Our guess is that the USA will miss out in the men’s freestyle. We expect Cielo from Brazil, Park from Korea and Mellouli from Tunisia to dominate this stroke. Peirsol will come right, as he usually does, and take control of the men’s backstroke. Kitajima will shrug off a quiet patch of form and win the breaststroke sprints. The men’s fly and IMs will be a Phelps’ benefit. In the IMs Lochte will keep Phelps honest, but when the roll is called the Olympic Champion will be too good for the man from Florida. The women’s events will be more fragmented. The Americans will do well in freestyle, backstroke and breaststroke and the Australians will control the women’s butterfly and IM. We are picking the Americans to dominate both the men’s and women’s relays; but then it hardly took a genius to work that out.
The format of the meet favors smaller nations like New Zealand. Only two swimmers per country can swim in a final. The limited number of countries attending gives most countries a real shot at placing someone in the top eight. And, as they say, once you’re in the final anything can happen. In 1991 Toni Jeffs, Anna Simcic and Phillipa Langrell came home with Championship medals.
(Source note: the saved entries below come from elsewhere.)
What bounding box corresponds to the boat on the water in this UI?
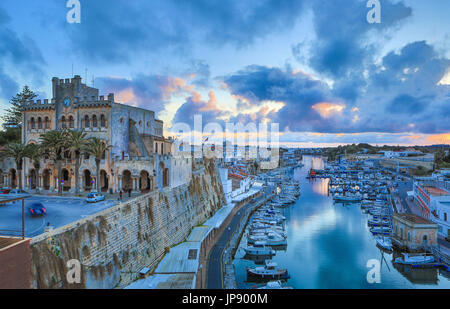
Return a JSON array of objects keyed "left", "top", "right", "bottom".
[
  {"left": 333, "top": 195, "right": 362, "bottom": 202},
  {"left": 246, "top": 261, "right": 289, "bottom": 280},
  {"left": 394, "top": 253, "right": 434, "bottom": 265},
  {"left": 244, "top": 241, "right": 276, "bottom": 256},
  {"left": 257, "top": 280, "right": 293, "bottom": 289},
  {"left": 375, "top": 236, "right": 393, "bottom": 251}
]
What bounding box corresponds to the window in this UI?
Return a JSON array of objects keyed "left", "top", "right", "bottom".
[
  {"left": 45, "top": 117, "right": 50, "bottom": 129},
  {"left": 445, "top": 213, "right": 447, "bottom": 222},
  {"left": 31, "top": 117, "right": 35, "bottom": 129},
  {"left": 61, "top": 116, "right": 66, "bottom": 128},
  {"left": 100, "top": 114, "right": 106, "bottom": 127},
  {"left": 92, "top": 115, "right": 97, "bottom": 127},
  {"left": 84, "top": 115, "right": 90, "bottom": 128},
  {"left": 69, "top": 116, "right": 74, "bottom": 128},
  {"left": 101, "top": 150, "right": 106, "bottom": 160},
  {"left": 37, "top": 117, "right": 42, "bottom": 129},
  {"left": 155, "top": 143, "right": 158, "bottom": 153}
]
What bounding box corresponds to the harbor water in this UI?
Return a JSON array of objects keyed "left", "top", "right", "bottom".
[{"left": 233, "top": 156, "right": 450, "bottom": 289}]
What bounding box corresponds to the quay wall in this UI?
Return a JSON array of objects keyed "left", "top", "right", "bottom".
[{"left": 29, "top": 159, "right": 226, "bottom": 289}]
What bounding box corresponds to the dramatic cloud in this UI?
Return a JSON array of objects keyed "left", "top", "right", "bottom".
[
  {"left": 172, "top": 90, "right": 227, "bottom": 126},
  {"left": 63, "top": 0, "right": 306, "bottom": 63},
  {"left": 96, "top": 74, "right": 194, "bottom": 114},
  {"left": 0, "top": 6, "right": 45, "bottom": 100}
]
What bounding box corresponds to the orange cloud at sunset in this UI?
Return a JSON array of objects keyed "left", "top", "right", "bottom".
[
  {"left": 311, "top": 102, "right": 345, "bottom": 118},
  {"left": 425, "top": 133, "right": 450, "bottom": 144}
]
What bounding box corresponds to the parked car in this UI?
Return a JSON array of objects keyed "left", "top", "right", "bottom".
[
  {"left": 9, "top": 189, "right": 29, "bottom": 195},
  {"left": 28, "top": 202, "right": 46, "bottom": 217},
  {"left": 86, "top": 192, "right": 105, "bottom": 203},
  {"left": 0, "top": 188, "right": 11, "bottom": 194}
]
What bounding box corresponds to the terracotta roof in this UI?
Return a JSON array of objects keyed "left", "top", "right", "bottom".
[{"left": 394, "top": 213, "right": 435, "bottom": 225}]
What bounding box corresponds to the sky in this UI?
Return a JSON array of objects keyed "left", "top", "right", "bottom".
[{"left": 0, "top": 0, "right": 450, "bottom": 147}]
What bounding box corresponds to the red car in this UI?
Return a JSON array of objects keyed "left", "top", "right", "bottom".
[{"left": 0, "top": 188, "right": 11, "bottom": 194}]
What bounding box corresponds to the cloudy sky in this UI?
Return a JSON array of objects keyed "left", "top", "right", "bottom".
[{"left": 1, "top": 0, "right": 450, "bottom": 147}]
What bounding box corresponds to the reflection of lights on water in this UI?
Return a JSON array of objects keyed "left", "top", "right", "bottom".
[
  {"left": 291, "top": 208, "right": 339, "bottom": 239},
  {"left": 312, "top": 179, "right": 330, "bottom": 196}
]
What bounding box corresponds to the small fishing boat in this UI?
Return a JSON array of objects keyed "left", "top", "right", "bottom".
[
  {"left": 244, "top": 241, "right": 276, "bottom": 256},
  {"left": 375, "top": 236, "right": 393, "bottom": 251},
  {"left": 370, "top": 226, "right": 392, "bottom": 235},
  {"left": 394, "top": 253, "right": 435, "bottom": 265},
  {"left": 247, "top": 261, "right": 289, "bottom": 280}
]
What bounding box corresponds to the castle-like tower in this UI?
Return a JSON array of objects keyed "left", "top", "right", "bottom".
[{"left": 1, "top": 76, "right": 192, "bottom": 194}]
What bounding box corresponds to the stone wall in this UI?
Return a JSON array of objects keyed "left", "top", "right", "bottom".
[{"left": 29, "top": 159, "right": 226, "bottom": 289}]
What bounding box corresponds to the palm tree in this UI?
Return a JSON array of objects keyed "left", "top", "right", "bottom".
[
  {"left": 1, "top": 143, "right": 29, "bottom": 190},
  {"left": 40, "top": 129, "right": 70, "bottom": 195},
  {"left": 86, "top": 137, "right": 111, "bottom": 193},
  {"left": 26, "top": 143, "right": 43, "bottom": 193},
  {"left": 67, "top": 130, "right": 89, "bottom": 195}
]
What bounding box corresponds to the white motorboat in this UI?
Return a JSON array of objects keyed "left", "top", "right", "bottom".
[
  {"left": 244, "top": 241, "right": 276, "bottom": 256},
  {"left": 247, "top": 261, "right": 290, "bottom": 280},
  {"left": 257, "top": 281, "right": 293, "bottom": 289}
]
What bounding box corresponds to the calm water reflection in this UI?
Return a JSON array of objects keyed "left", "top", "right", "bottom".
[{"left": 233, "top": 156, "right": 450, "bottom": 289}]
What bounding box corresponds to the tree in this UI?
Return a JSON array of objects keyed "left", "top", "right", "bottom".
[
  {"left": 40, "top": 129, "right": 70, "bottom": 195},
  {"left": 26, "top": 143, "right": 43, "bottom": 193},
  {"left": 434, "top": 149, "right": 446, "bottom": 165},
  {"left": 86, "top": 137, "right": 111, "bottom": 193},
  {"left": 67, "top": 130, "right": 89, "bottom": 195},
  {"left": 0, "top": 143, "right": 29, "bottom": 190},
  {"left": 2, "top": 86, "right": 37, "bottom": 128}
]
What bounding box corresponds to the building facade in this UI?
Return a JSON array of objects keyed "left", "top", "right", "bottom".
[
  {"left": 392, "top": 213, "right": 438, "bottom": 250},
  {"left": 1, "top": 76, "right": 192, "bottom": 193}
]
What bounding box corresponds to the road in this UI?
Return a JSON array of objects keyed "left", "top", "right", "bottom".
[
  {"left": 206, "top": 186, "right": 272, "bottom": 289},
  {"left": 0, "top": 195, "right": 118, "bottom": 237}
]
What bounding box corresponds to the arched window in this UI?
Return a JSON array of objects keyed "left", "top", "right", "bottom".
[
  {"left": 84, "top": 115, "right": 90, "bottom": 128},
  {"left": 61, "top": 116, "right": 66, "bottom": 128},
  {"left": 155, "top": 143, "right": 158, "bottom": 153},
  {"left": 45, "top": 117, "right": 50, "bottom": 129},
  {"left": 69, "top": 116, "right": 74, "bottom": 128},
  {"left": 101, "top": 150, "right": 106, "bottom": 160},
  {"left": 37, "top": 117, "right": 42, "bottom": 129},
  {"left": 31, "top": 117, "right": 35, "bottom": 129},
  {"left": 100, "top": 114, "right": 106, "bottom": 127},
  {"left": 92, "top": 115, "right": 97, "bottom": 127}
]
Two years later John Steel, Trent Bray, Danyon Loader and the men’s relay were placed at the Kobe Games. Danyon Loader and the men’s relay teams won medals again in Atlanta in 1995. And finally Trent Bray and the relays won medals in the 1997 Pan Pacific Games in Fukuoka, Japan.
I was coaching Toni in 1991 when she won the Edmonton Pan Pacs bronze medal in the 50 freestyle. New Zealand track coach, Arch Jelley, helped me put together her final six weeks of training. It seemed to work. Toni was behind two good Americans, Jenny Thompson and Angel Martino in a time of 26.21 which, I think, was a New Zealand record.
We say Trent Bray’s 1997 bronze medal in the 200 freestyle was final because after 1997 New Zealand entered the “modern era” of performance pathways, state funding and imported foreign coaches and in the three Pan Pacific Games since then New Zealand has won nothing; not a medal of any description. Even with the advantage of only two swimmers from each nation in a final, at Sydney in 1999, Yokohama in 2002 and Victoria in 2006 the New Zealand’s National Coach hasn’t been able to coach a medalist of any sort. That’s thirteen years of funding and swimming talent for nothing. I see the coach’s son is now telling the country’s largest newspaper, the New Zealand Herald, that he wants to be the National Coach, coach an Olympic Champion and see swimming become New Zealand’s most successful sport. Time will tell but, if as we suspect, New Zealand does not win a race in Irvine, California there is a very long way to go. It’s difficult to climb Mt. Everest when the slope on Auckland’s Harbor Bridge is causing you problems. New Zealand is certainly starting well behind where it was in the early 1990s. We have centralized ourselves to death. Certainly the PR media access of the current North Shore regime is far in advance of their aquatic’s performance.
Let there be no mistake. The talent on this New Zealand team is huge. Bell, Palmer, Ingram, Burmester, and Snyders are potentially as good as any swimmers in the world. Culpability for the absence of a Pan Pac gold medal, if that is indeed what happens, will not lie at their door.